Students Rejuvenate Union of Churches Cemetery

Students help cleanup cemetery

Loudoun Valley High School students Elisabeth Harris (right) and Justine McDonald reset a leaning gravestone.

Students help cleanup cemetery

Andrew Masters cleans a broken gravestone before it is cemented and replaced on its footinging. [Photos courtesy A. Rose]

Andrew Masters, cemetery steward Paul Rose, and David Roberts at 2010 students cleanup

Andrew Masters, cemetery steward Paul Rose, and David Roberts.

The Waterford Foundation would like to express its sincere appreciation to students in the Advanced Placement U.S. history classes at Loudoun Valley High School and their teacher Susan Stevens, who on May 15 dedicated their time to maintenance and renewal of the Waterford Union of Churches Cemetery, on Fairfax Street in the village.

Students cleared branches from the grounds, trimmed shrubs and trees and hauled the debris from the cemetery, which has served as a burial ground for a “union of churches” since the early 1800s. After lunch the students commenced a careful, painstaking process of resetting gravestones, repairing broken ones, and cleaning moss and dirt from their surfaces, making them again readable.

“For the second consecutive year your volunteer work in the historic Waterford Union Cemetery has made a tremendous improvement in the grounds and in the appearance of the monuments,” Trustees President Paul Rose wrote to the students. “You are a credit to Loudoun Valley High School, and to your instructor Ms. Stevens. Thank you for a job well done.”

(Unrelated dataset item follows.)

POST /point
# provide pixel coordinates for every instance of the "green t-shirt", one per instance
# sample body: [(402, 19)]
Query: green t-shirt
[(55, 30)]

 The Waterford Union of Churches Cemetery has served all Waterford denominations (albeit segregated into black and white sections), other than the Quakers—whose burying ground adjoins Fairfax Meetinghouse. Both Union and Confederate veterans lie there. Today the cemetery is overseen by a board of trustees that includes area residents and the Waterford Foundation, Inc.
The Union Cemetery was laid out early in the nineteenth century and was strictly segregated, with the black section to the rear. Both sections contain fine marble monuments, but many African Americans could afford no more than a roughly flat stone brought in from some field, or just a wooden marker that quickly weathered away. The resulting gaps in the rows testify eloquently to the inequalities of the day.

Civil War veterans of both races - and both armies - lie peaceably together in the same cemetery. Their graves bear appropriate military markers. One designates the grave of James Lewis (born 1844) who traveled to Pittsburgh during the war where he joined the 55th Massachusetts Infantry Regiment, a white-led black unit like the famous 54th that was immortalized in the film, Glory.